Сочетание (ben) birach briatar, как кажется, не должно вызывать трудности для понимания. Оно означает буквально (женщина) «острых слов», и, видимо, под ним понималась крайне сварливая, грубая, скандальная женщина, чье пребывание в чужом доме было бы крайне тягостно для хозяев (вспомним, что речь к тому же идет о доме того, кто нанес ей травму). Однако глоссатору это простое объяснение не кажется достаточным, и он дважды (§ 32, § 34) дает к данному термину уточняющие комментарии: «то есть та, у кого есть свирепые (ранящие) слова» и «поэтесса» (! —.i. banfile). Таким образом, грубая, сварливая женщина постепенно осмысляется как носительница «магического слова» и приравнивается к поэтессе, способной особым образом оформленным словом принести вред.
Еще более интересную реинтерпретацию в ходе глоссирования получил термин bé foimrimme, переведенный Д. Бинчи как vagrant woman ‘блуждающая женщина’. В примечании к этому месту он, однако, с некоторым недоумением пишет, что «термин foimrimm на самом деле в законах обычно обозначает незаконное присвоение чужой собственности или пользование ею без ведома владельца» [Binchy 1938, 64]. Но, таким образом, словосочетание в целом должно было бы обозначать женщину, падкую на чужое добро, которое она с легкостью может присвоить, находясь в доме. Однако глоссатор понимает это совершенно иначе, вынуждая Д. Бинчи следовать за ним. Тот факт, что ленированное f давало нулевой звук, был хорошо известен и понятен уже в древнеирландский период (ср. так назывемый punctus delens в самых ранних рукописях). В составе композита, если второй элемент начинался с f-, оно вообще исчезало, например – cúlinn ‘красавица’ из cúl finn ‘волосы светлые’. Однако понимание данного феномена давало возможность проводить в свою очередь особые псевдоэтимологизации и реконструкции, основанные на «достраивании» якобы утраченного, а на самом деле – неэтимологического f. Так, например, появилось слово fordnasc ‘кольцо, перстень’ из ord ‘большой палец руки’ и nacs ‘звено цепи, кольцо’ (отчасти под влиянием близкого по значению fainne ‘кольцо, украшение’). Аналогичным образом из fer i ‘человек тисса’, который появился из тиссовых зарослей, появился fer fi ‘человек яда’, поскольку музыка, которую он исполнял способна была сеять раздор.

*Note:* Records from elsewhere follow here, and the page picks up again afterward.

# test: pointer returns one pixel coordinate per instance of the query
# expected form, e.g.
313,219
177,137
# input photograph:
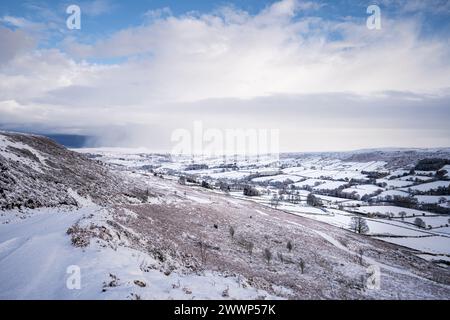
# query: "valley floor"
178,245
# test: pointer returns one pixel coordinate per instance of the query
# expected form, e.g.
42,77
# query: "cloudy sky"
137,70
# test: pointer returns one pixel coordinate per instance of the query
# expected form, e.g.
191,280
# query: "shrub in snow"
289,246
267,255
359,225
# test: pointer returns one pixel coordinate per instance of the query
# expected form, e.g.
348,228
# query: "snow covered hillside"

Среднеирландским глоссаторам данный феномен также был знаком, и, более того, это давало им возможность «реконструировать» якобы исходную форму слова, удаляя f-, которое они могли счесть вторичным. Именно так и поступил глоссатор в нашем случае. Он отсек от слова foimrimme начальное fo-, получив при этом слово imrime, которое было им интерпретировано как генитив от слова imram ‘плавание, посещение находящегося за морем иного мира; блуждание’. Сочетание be n-imrama (u- основа, эклипсис вызван тем, что в древнеирландском bé было среднего рода, что среднеирландским глоссатором также было забыто) действительно также встречается в законах и глоссируется как meirdrech: «блуждающая женщина, то есть шлюха» [DIL–I, 167]. Однако в нашем случае глоссатор пошел по иному пути: «Эта женщина блуждает, – пишет он, – и ходит к сидам. По какой же причине не следует принимать ее? А вот по какой: они ее не дождутся и сами тогда придут искать ее в твоем доме, хоть никто их и не звал; потому лучше откупиться от нее выкупом». Так женщина, «нечистая на руку», в поздней интерпретации становится проводником между этим миром и миром сидов, опасной женщиной, о которой сказано, что она «призовет в дом демонов».